The proposal seems ambitious: it involves 10 million devices deployed over 10 per cent of the Arctic, at a cost of $500 billion US.
Lead author of the paper, astrophysicist Steven Desch, concerned about what some climatologists predict to be an ice-free Arctic by 2030, challenged a group of his students at Arizona State University to develop a method to refreeze the Arctic.
Without ice to reflect sunlight into space, heat continues to be absorbed in the region. This, in turn, causes further warming and accelerates global climate change. While cutting down on carbon dioxide emissions is the solution various companies, researchers and governments are aiming for, Desch was concerned that it wasn't a "real-world" solution.
'Humans will never be a negligible part of the climate system; we're always going to be a driver.' - Steve Desch, Arizona State University
On paper, the theory works: pumping 1.3 metres of water to the surface would increase the ice's thickness by one metre per decade.
But, as the study notes, there are questions: Would the pumps operate in the harsh Arctic conditions? Could the ice production be scaled over a larger area? And what impact would the use of so many pumps have on the environment? However, Desch said, it's a start to a much-needed conversation.
"We want to provoke discussion, get people thinking about the Arctic in particular, about the need to intervene strongly there, because nothing we do on the world scale is going to be fast enough to save this summer sea ice in the Arctic," Desch said.
- Arctic temperatures soar to 30 C above normal
- Warmer Arctic Ocean temperatures delay sea ice formation
Arctic situation 'crazy stuff'
National Snow and Ice Data Center (NSIDC) director Mark Serreze, who was not associated with the study, said that the paper is a serious effort to tackle an ongoing and important climate change issue.
This year, the Arctic has been experiencing one of the strangest winter seasons glaciologists have seen, he said.
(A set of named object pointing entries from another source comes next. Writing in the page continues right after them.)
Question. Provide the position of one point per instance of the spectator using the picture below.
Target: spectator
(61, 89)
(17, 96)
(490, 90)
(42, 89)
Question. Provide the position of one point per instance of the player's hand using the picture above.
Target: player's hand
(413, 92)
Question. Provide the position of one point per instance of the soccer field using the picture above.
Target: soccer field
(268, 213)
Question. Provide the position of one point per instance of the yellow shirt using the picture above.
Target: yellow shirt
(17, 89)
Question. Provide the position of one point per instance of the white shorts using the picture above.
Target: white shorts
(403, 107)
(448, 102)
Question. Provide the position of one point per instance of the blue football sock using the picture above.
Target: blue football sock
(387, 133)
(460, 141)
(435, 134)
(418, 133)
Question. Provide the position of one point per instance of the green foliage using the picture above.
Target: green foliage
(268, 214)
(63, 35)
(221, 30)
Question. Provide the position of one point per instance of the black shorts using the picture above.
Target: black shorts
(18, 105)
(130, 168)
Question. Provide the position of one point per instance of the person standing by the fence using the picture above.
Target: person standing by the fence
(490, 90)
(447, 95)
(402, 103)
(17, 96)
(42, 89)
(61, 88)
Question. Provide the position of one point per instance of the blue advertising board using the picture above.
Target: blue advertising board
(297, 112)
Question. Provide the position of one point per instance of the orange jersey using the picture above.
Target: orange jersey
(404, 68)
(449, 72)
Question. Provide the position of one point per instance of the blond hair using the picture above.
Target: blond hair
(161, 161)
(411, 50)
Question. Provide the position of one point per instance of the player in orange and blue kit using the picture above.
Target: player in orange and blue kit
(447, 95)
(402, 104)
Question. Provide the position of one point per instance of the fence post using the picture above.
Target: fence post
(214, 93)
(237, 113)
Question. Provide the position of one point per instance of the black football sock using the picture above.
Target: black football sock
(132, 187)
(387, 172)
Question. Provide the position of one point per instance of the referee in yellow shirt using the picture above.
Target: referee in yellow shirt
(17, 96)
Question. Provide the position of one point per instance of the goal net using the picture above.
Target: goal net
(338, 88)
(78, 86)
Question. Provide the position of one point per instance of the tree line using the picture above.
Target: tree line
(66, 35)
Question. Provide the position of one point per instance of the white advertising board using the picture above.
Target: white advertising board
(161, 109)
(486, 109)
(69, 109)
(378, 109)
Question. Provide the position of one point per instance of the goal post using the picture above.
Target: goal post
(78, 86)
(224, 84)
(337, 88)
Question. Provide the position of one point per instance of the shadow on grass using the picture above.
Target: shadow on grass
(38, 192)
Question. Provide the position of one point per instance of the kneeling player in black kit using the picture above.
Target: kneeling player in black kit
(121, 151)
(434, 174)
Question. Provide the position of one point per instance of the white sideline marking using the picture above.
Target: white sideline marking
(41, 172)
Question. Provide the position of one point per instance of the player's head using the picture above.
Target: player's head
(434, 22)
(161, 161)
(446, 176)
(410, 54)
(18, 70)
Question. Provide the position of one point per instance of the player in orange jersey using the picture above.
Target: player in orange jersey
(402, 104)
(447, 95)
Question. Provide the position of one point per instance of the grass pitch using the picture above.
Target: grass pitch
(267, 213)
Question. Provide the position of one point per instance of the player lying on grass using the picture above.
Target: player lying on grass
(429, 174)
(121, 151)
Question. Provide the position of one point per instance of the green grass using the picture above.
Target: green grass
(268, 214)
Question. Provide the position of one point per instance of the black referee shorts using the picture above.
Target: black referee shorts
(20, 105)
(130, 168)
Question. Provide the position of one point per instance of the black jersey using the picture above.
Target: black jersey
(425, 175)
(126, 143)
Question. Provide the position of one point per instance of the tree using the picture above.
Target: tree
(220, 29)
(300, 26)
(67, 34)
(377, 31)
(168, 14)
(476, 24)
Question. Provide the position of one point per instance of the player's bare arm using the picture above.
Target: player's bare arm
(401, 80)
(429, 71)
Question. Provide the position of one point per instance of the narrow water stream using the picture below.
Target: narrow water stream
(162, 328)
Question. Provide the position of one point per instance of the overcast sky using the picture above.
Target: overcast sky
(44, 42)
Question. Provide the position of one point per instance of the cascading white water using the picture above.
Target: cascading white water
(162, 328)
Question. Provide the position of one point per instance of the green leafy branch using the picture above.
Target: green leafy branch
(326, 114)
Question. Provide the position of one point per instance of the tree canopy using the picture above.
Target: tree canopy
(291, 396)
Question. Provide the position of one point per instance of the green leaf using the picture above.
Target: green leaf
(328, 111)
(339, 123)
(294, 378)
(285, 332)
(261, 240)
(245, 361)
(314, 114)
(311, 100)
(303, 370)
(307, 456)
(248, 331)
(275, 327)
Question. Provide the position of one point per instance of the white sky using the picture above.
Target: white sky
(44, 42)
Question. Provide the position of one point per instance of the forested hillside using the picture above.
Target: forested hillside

High-pressure systems and a wandering jet stream have been pulling warmer air to higher latitudes, including well into the Arctic. In November and December, the region reached temperatures almost 20 C above normal. Instead of consistent ice growth, there were periods where the ice ceased to expand. The pattern, Serreze said, has become stuck.
The sea ice maximum in the Arctic occurs in March. In 2015, a record low was set, followed by another record in 2016. On Tuesday, the NSIDC announced that preliminary data suggests that 2017 will likely be another record low.
There have been periods this past season where temperatures have been close to the melting point, Serreze said. "I mean, this is crazy stuff."
Serreze believes unorthodox ideas such as that proposed by Desch are important but should be seen as last-ditch efforts. We need to deal with the root cause: CO2 emissions.
"However, I definitely think it's worth our time and energy to be looking at these sorts of things because we'd definitely want to have them in our back pocket," he said.
Desch said that more discussion and research on different solutions needs to be done in order to combat climate change driven by human activity.
"Humans will never be a negligible part of the climate system; we're always going to be a driver," Desch said.
Desch's team is now looking to put their research through climate models.